Radical action is needed to help the over 50s who are less well-off as they face greater challenges that will result in them dying younger, becoming sicker earlier and falling out of work due to ill-health.

Following publication of its report The State of Ageing in 2019, the Centre for Ageing Better is calling for a rethink from government, businesses and charities so the next generation of older people can experience a good quality of life as they age.

The research found that while people aged 65 can expect to live just half of the remainder of their life without disability, those in less affluent parts of the country will die earlier and be sicker for longer.

It said ill health is a major cause of people leaving work prematurely and can affect quality of life and access to services like healthcare.

The report found that nearly a quarter of those aged 45-64 are carers but said this was likely to be an underestimate. Citing NHS figures, 5% of this group provide more than 35 hours of care a week and 4% more than 50 hours a week.

‘This has a huge knock-on effect on these people’s working lives, and for their financial security and wellbeing more generally,’ the 42-page report said. ‘Carers UK has reported that more than 8 in 10 unpaid carers feel lonely or socially isolated as a result of their caring responsibilities, and that this can have a negative impact on mental and physical wellbeing.’

The number of people aged 65 and over in the UK is set to grow by more than 40% in two decades, reaching over 17 million by 2036.

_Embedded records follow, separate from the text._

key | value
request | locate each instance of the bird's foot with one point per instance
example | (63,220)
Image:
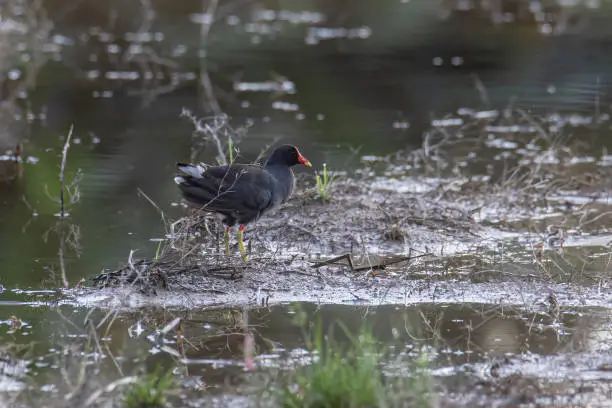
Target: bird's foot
(241,244)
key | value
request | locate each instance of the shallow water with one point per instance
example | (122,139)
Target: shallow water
(350,84)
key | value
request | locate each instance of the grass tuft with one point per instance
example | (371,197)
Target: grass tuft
(353,377)
(149,391)
(324,183)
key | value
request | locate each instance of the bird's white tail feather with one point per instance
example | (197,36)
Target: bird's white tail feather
(191,170)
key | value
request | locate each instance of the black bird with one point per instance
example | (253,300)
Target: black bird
(241,193)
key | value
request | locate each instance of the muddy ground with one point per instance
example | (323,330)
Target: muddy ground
(535,237)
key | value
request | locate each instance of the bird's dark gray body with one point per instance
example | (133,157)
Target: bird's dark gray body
(240,193)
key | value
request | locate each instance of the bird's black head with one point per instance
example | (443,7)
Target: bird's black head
(288,155)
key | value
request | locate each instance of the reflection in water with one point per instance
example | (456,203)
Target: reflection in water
(217,342)
(330,76)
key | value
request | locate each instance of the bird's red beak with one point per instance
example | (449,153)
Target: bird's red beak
(303,160)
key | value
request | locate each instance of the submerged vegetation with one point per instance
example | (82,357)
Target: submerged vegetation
(149,390)
(480,216)
(324,183)
(352,376)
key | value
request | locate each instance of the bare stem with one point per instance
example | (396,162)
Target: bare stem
(62,169)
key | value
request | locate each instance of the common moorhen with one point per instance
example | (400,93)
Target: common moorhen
(241,193)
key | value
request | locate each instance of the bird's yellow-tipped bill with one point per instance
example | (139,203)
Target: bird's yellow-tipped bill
(303,160)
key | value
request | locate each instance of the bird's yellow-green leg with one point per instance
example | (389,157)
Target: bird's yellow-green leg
(241,243)
(227,229)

The charitable foundation said government must require all new homes to be accessible and adaptable and commit to improving existing housing. It wants employers to do more to support people to keep working, especially those managing health problems or caring responsibilities.

Dr Anna Dixon, Centre for Ageing Better chief executive, said: ‘We must act now to add life to our years; to make sure that everyone has the opportunity to make the most of a longer life. Without radical action today to help people age well, we are storing up problems for the future and leaving millions at risk of poverty and poor health in later life.’